AFP Relaxnews House of Cards, avec Kevin Spacey et Robin Wright.

Les Underwood font leur retour dès vendredi, cette fois sur la plus haute marche du pouvoir, pour une saison 3 très attendue de la série culte signée Netflix.

«Le vrai courage, c’est de tenir tout de front quand les enjeux sont si importants», assène Frank Underwood, joué par Kevin Spacey, dans une des bandes-annonces savamment distillées depuis des semaines pour annoncer la sortie de la saison 3 vendredi.

Comme il l’avait fait en pionnier pour les deux précédents opus, le site de vidéos en ligne publiera vendredi en une seule fois les 13 épisodes de la saison, permettant aux millions de fans (Netflix ne donne jamais de chiffres d’audience) de tous les regarder à la suite s’ils le souhaitent.

Les spectateurs ont laissé Frank Underwood à la fin de la saison 2, alors qu’il parvient à ses fins en accédant à la présidence des Etats-Unis, conquise au prix des plus basses manoeuvres et des plus horribles crimes.

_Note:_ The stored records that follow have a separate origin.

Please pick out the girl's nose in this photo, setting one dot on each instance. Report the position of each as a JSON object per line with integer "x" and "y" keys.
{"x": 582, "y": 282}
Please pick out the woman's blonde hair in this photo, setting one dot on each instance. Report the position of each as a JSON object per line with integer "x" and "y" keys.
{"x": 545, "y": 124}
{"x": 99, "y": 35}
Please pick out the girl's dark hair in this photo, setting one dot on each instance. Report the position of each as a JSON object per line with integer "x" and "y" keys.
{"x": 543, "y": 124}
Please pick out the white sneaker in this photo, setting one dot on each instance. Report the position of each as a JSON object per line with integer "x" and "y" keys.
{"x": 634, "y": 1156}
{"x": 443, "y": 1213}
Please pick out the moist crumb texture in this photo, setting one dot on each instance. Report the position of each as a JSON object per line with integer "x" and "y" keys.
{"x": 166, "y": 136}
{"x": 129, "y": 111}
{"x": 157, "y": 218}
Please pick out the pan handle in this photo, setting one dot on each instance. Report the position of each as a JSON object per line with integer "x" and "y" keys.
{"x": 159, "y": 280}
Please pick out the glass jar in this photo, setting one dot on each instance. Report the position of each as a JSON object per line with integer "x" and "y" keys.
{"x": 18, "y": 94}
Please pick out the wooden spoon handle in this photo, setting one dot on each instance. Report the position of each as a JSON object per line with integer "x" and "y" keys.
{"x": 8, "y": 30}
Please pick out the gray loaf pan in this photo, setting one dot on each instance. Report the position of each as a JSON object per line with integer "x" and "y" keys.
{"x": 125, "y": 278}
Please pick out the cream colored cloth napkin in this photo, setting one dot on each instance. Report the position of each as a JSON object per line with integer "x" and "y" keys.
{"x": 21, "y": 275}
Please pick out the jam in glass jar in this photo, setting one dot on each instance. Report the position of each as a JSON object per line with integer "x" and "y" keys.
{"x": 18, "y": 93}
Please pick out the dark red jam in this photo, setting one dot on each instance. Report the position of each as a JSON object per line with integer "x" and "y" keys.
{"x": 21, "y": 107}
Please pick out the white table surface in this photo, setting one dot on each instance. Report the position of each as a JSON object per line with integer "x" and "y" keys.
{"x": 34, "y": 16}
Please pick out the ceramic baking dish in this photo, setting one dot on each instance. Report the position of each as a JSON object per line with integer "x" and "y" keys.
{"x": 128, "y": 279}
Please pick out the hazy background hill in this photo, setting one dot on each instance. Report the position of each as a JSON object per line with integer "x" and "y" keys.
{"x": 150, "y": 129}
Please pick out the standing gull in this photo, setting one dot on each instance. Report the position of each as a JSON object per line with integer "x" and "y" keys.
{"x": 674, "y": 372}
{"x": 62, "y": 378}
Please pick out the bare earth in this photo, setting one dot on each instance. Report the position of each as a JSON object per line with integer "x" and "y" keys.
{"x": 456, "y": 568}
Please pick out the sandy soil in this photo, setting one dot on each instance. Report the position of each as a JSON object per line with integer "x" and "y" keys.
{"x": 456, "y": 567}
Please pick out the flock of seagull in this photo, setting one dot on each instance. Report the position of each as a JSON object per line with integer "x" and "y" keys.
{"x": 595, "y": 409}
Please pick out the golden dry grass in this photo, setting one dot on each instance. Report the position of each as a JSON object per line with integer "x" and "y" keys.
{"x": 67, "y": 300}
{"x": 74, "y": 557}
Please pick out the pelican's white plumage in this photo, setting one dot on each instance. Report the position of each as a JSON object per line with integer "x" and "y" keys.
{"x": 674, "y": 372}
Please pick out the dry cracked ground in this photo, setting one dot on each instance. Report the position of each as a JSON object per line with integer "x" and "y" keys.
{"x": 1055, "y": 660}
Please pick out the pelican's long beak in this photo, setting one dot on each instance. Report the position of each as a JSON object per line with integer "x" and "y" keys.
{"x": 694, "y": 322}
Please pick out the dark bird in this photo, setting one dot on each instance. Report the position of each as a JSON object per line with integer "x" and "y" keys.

De la saison 3 de ce thriller politique, on ne peut deviner que ce que les bandes-annonces ou les messages Twitter de @houseofcards, laissent transparaître.

«Le président Underwood se bat pour perpétuer son héritage», en l’occurrence sa réélection, annonce ainsi un trailer. Son épouse Claire (Robin Wright) «veut plus que le rôle de Première Dame. La plus grande menace à laquelle ils ont à faire face est de s’affronter l’un l’autre», ajoute le sous-titre.

Selon les images sélectionnées, le mariage des deux Machiavel a l’air de battre de l’aile, au coeur des tourmentes politico-diplomatiques que le nouveau président aura à gérer, avec sans doute force manipulations et cynisme.

Les méchants acclamés

«Chaque fois que vous croyez qu’il atteint le sommet de l’ignominie, il se dépasse lui-même, et c’est formidable à voir», déclare à l’AFP Robert Thompson, professeur de télévision et de culture populaire à l’université de Syracuse et fan de la série.

«Auparavant, les héros de séries étaient des gentils policiers et des médecins efficaces. Depuis 15-20 ans, les plus acclamées ont pour héros les vraiment très méchants», ajoute-t-il, en citant notamment Tony Soprano des Soprano ou Walter White de Breaking Bad. «Et nous adorons ces méchants-là», s’amuse-t-il.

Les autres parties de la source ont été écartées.